How to check the url is either web page link or fi

2020-03-05 02:11发布

问题:

Suppose i have links as follows:

    http://example.com/index.html
    http://example.com/stack.zip
    http://example.com/setup.exe
    http://example.com/news/

In the above links first and fourth links are web page links and second and third are the file link.

These are only some examples of files links i.e .zip and .exe, but there may be many other files.
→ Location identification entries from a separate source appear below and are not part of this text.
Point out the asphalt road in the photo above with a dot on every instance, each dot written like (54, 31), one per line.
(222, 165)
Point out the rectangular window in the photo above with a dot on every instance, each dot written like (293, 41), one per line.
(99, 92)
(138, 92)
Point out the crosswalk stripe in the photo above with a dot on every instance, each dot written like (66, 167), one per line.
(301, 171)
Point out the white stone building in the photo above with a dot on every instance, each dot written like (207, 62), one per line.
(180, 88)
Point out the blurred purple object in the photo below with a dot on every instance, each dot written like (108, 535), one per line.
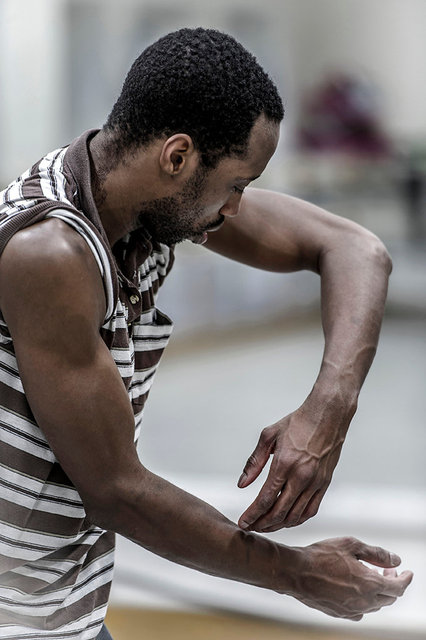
(341, 115)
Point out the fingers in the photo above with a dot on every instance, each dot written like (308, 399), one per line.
(258, 458)
(286, 510)
(376, 555)
(290, 508)
(262, 504)
(396, 586)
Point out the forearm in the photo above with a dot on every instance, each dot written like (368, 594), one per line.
(354, 279)
(182, 528)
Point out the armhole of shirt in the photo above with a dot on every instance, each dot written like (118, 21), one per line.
(98, 250)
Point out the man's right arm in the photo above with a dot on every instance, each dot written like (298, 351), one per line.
(51, 296)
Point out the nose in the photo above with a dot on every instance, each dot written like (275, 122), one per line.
(231, 206)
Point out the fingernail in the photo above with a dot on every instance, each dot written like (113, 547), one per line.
(395, 560)
(242, 479)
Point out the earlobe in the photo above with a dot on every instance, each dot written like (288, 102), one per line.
(177, 153)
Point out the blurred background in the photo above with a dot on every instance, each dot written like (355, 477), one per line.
(352, 75)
Is there any standard way to distinguish between file url or web page link? Thanks in advance.

回答1:

import urllib
import mimetypes


def guess_type_of(link, strict=True):
    link_type, _ = mimetypes.guess_type(link)
    if link_type is None and strict:
        u = urllib.urlopen(link)
        link_type = u.headers.gettype() # or using: u.info().gettype()
    return link_type

Demo:

links = ['http://stackoverflow.com/q/21515098/538284', # It's a html page
         'http://upload.wikimedia.org/wikipedia/meta/6/6d/Wikipedia_wordmark_1x.png', # It's a png file
         'http://commons.wikimedia.org/wiki/File:Typing_example.ogv', # It's a html page
         'http://upload.wikimedia.org/wikipedia/commons/e/e6/Typing_example.ogv'   # It's an ogv file
]

for link in links:
    print(guess_type_of(link))

Output:

text/html
image/x-png
text/html
application/ogg


回答2:

import urllib
mytest = urllib.urlopen('http://www.sec.gov')
mytest.headers.items()

('content-length', '20833'), ('expires', 'Sun, 02 Feb 2014 19:36:12 GMT'), ('server', 'SEC'), ('connection', 'close'), ('cache-control', 'max-age=0'), ('date', 'Sun, 02 Feb 2014 19:36:12 GMT'), ('content-type', 'text/html')]

mytest.headers.items() is a list of tuples, you can see in my example that the last item in the list describes the content

I am not sure if the length varies so you could iterate through it to find the one that has 'content-type' in it.